El día de ayer, 2 de mayo, se cumplió el trigésimo aniversario de la masacre de El Santa. En esa fecha, en el año 1992, en el distrito de ese nombre ubicado en Chimbote, en la región Áncash, nueve ciudadanos –de ocupación, campesinos- fueron sacados violentamente de sus viviendas y posteriormente ejecutados. La autoría de ese crimen fue del escuadrón de la muerte conocido como Grupo Colina, el cual fue creado por el régimen de Alberto Fujimori. Durante su existencia los miembros de las fuerzas armadas que integraron ese grupo, dirigido por Vladimiro Montesinos, cometieron numerosas violaciones de derechos humanos: desapariciones y ejecuciones extrajudiciales que han quedado en la memoria del país como algunos de los peores crímenes cometidos desde el Estado durante el conflicto armado interno.

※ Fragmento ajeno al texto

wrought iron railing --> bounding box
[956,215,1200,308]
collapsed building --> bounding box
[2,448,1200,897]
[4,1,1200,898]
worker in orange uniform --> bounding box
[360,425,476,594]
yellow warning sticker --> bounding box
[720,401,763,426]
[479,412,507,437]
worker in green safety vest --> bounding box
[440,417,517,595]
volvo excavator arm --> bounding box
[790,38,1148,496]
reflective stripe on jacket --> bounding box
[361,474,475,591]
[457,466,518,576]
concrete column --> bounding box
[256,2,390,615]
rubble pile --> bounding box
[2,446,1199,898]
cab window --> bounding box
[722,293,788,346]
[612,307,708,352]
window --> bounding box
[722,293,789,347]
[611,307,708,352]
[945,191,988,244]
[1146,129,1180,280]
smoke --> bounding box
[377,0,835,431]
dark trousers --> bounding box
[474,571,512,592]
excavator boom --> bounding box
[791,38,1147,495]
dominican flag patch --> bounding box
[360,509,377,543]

«El crimen de El Santa no es solamente ilustrativo de los abusos cometidos por el Estado. También lo es de la manera cínica como fue usado durante el gobierno de Alberto Fujimori el combate contra los grupos terroristas.»

Recordar ese crimen es fundamental, en primer lugar, como una forma de honrar la memoria de las víctimas. Sus nombres son Federico Coquis, Gilmar León Velásquez, Jesús Noriega Ríos, Pedro López González, Denys Castillo Chávez, Jorge Luis y Carlos Tarazona More, Roberto y Carlos Alberto Barrientos Velásquez. Tuvieron que pasar diecinueve años antes de que sus restos fueran hallados e identificados y de que, por consiguiente, sus familiares pudieran enterrarlos. Esta circunstancia nos habla no solamente de este caso en particular, sino de la realidad de la desaparición forzada en el país. Así como los ciudadanos de Santa, otras decenas de miles de peruanos y peruanas fueron víctimas de desaparición. El número de personas desaparecidas en Perú ronda las 20 mil. Son, comparativamente, pocos los restos de víctimas que se ha hallado e identificado y devuelto a sus familiares hasta el momento.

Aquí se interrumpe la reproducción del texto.